I gave up drinking alcoholic beverages recently.

Not really.

Instead, I threw away a crutch I’ve leaned on for as long as I can remember.

When I was a little kid, I watched adults around me display emotional conditions that seemed full of fear, frustration and anger, who then poured liquids down their throats that created a general feeling of relaxation all around us.

I wondered what the miracle elixir was that turned cowering creatures into gods and giants of fun and boastful comments.

I snuck sips of their potent potions when they weren’t looking, probably as early as age four.

I drank a whole beer when I was six, the first time I was tipsy (and let’s face it, tipsy IS drunk/inebriated).

Then, as adults held parties in the same house/building where I resided, I poured myself small cups of their bitter concoctions to make myself feel better, forget the bullying of schoolmates and authoritarian rule of my father.

I never thought of myself as an alcoholic.

I went without an alcoholic drink for months at a time.

But never longer than three months.

Is that right?  Was there any time between age 6 and age 53 that I had only four sips of alcohol a year?

Possibly not.

As I grew older, I drank a little more each year, raiding my parents’ and my friends’ parents’ liquor cabinet along with others who enjoyed the warm, gooshy feeling inside, all while singing in the church choir, becoming an Eagle Boy Scout and receiving a full four-year Navy ROTC college scholarship at Georgia Tech.
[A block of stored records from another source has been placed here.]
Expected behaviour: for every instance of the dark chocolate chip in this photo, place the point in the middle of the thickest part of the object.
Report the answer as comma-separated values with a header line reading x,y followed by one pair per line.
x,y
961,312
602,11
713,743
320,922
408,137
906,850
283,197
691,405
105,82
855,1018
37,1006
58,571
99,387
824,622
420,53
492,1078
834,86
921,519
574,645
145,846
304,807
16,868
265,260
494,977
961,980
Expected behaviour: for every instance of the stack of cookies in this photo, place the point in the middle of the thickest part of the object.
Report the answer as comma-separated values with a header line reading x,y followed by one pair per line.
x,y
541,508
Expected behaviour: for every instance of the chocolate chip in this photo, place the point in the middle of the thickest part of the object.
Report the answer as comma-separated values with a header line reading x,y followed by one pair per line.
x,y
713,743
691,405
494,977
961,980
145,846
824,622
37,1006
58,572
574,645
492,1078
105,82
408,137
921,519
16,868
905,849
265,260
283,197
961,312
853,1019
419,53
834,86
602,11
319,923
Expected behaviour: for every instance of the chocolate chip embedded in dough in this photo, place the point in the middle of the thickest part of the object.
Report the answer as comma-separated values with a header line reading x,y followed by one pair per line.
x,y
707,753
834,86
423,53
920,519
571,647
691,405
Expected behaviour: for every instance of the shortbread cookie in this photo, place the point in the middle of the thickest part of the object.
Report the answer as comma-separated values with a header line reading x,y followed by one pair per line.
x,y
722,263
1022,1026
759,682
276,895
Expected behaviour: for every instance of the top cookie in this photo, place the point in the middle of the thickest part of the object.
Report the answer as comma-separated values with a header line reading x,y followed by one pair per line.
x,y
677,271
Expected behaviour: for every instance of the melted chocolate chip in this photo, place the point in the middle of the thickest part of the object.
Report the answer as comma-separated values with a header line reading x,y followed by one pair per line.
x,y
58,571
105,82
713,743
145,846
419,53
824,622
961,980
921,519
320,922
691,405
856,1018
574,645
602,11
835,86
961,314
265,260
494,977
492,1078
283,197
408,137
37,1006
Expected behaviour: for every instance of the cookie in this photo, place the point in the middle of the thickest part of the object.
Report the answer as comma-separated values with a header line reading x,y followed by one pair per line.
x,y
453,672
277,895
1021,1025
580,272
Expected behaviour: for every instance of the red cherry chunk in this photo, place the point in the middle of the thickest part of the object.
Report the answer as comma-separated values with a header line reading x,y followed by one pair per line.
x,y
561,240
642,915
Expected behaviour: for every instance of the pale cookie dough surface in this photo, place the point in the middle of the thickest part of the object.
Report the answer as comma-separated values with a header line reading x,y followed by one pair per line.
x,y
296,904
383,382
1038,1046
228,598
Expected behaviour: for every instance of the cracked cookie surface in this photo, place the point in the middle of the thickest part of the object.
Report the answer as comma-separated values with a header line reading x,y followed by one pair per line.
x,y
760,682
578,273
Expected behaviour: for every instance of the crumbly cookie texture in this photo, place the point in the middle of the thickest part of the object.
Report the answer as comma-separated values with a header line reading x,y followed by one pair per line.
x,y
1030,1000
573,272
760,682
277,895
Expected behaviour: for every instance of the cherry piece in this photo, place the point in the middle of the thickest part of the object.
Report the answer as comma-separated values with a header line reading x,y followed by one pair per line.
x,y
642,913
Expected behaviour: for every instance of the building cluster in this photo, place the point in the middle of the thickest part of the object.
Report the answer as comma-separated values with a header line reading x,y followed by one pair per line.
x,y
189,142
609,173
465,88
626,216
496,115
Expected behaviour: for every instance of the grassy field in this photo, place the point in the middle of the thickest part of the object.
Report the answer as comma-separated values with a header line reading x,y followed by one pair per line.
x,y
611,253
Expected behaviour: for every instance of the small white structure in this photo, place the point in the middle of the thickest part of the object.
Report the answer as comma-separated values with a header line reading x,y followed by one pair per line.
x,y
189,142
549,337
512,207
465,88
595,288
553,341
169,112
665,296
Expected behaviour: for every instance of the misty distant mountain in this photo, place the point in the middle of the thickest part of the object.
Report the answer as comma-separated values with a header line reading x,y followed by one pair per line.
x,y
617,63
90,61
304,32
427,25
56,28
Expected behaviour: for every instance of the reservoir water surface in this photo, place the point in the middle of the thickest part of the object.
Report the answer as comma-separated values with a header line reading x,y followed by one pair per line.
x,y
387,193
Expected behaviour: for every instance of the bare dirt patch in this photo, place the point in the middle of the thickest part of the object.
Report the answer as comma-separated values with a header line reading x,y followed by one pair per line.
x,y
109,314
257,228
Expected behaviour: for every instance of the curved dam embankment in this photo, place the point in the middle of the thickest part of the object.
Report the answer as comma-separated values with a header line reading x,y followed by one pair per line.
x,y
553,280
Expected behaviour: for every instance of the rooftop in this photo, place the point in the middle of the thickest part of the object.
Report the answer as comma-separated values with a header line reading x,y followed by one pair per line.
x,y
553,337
I hid my drinking the best I could but a few friends knew what I did.

In fact, one colleague in high school nicknamed me Jack Sprite because of my habit of mixing Jack Daniels and Sprite in my school locker in the morning before most kids arrived, sharing my bounty with others who imbibed during their secondary school years.

But I never had a drinking problem.

After all, I earned high grades in school and accolades from my subculture, which seemed to reward my dichotomy of clean-cut boy who partook in approved “bad boy” adult activity from an early age.

To say I’ve stopped drinking is not the truth.

I didn’t stop drinking alcohol.

I gave up dependency on mood-altering substances to substantiate my existence.

I gave up a belief that the rest of the world is normal and I am not.

I shook off the invisible cloak I wore to hide myself from the imaginary unapproving tsk-tsk schoolmarms in my thoughts.

I accepted myself as myself, actually rather normal and sometimes boring, occasionally quirky and misunderstood.

I no longer need alcohol to feel good about myself.

I can still be the sensitive little boy in my thoughts who listens to emotional states that people display in contrast to the words coming out of their mouth, analysing their moods for ways that I can manipulate for personal fun and entertainment.

However, I keep my finger on the chess piece that has some form of our human essence on Mars over 400 Earthyears from now, keeping me from entertaining myself in the moment too much, staying focused on the future.

So, yes, I quit drinking.

But more than that, I quit hiding from myself, letting me be me without the need to use the excuse of inebriation to loosen my inhibitions.

My thoughts are no more absurd than my neighbours’.

Different is good.

It’s perfectly fine to stand on my driveway and listen to the wind through my tinnitus, soaking in the Sun’s rays, letting mosquitoes bite me without the protection of chemical goop, risking tropical diseases for the sake of being able to smell the natural beauty of soil, trees and air.

I am of this planet, this star, this solar system.

I am not separate from it.

This celebration no longer calls for a drink.

I cast aside the subculture that raised me to believe alcohol consumption is the only way to feel good about myself.

I no longer pickle my liver and destroy my brain.

Okay, Nancy, I said no to drugs, including alcohol.  What’s next?

How do I face the world that is often in opposition to my thoughts?

Hmm…first of all, tell myself that there is no world in opposition to my thoughts.

There, that’s better.

I can be polyamorous, monogamous and celibate at the same time, if I want to.

I can carry multiple personalities in my thoughts and be whomever I wish to be at any time.

It’s perfectly normal to laugh at the jokes I’m telling myself in my thoughts.

Good.  Time to move on and take risks creating a new electronic gizmo that ties into my Martian settlements which involve Guin and Lee.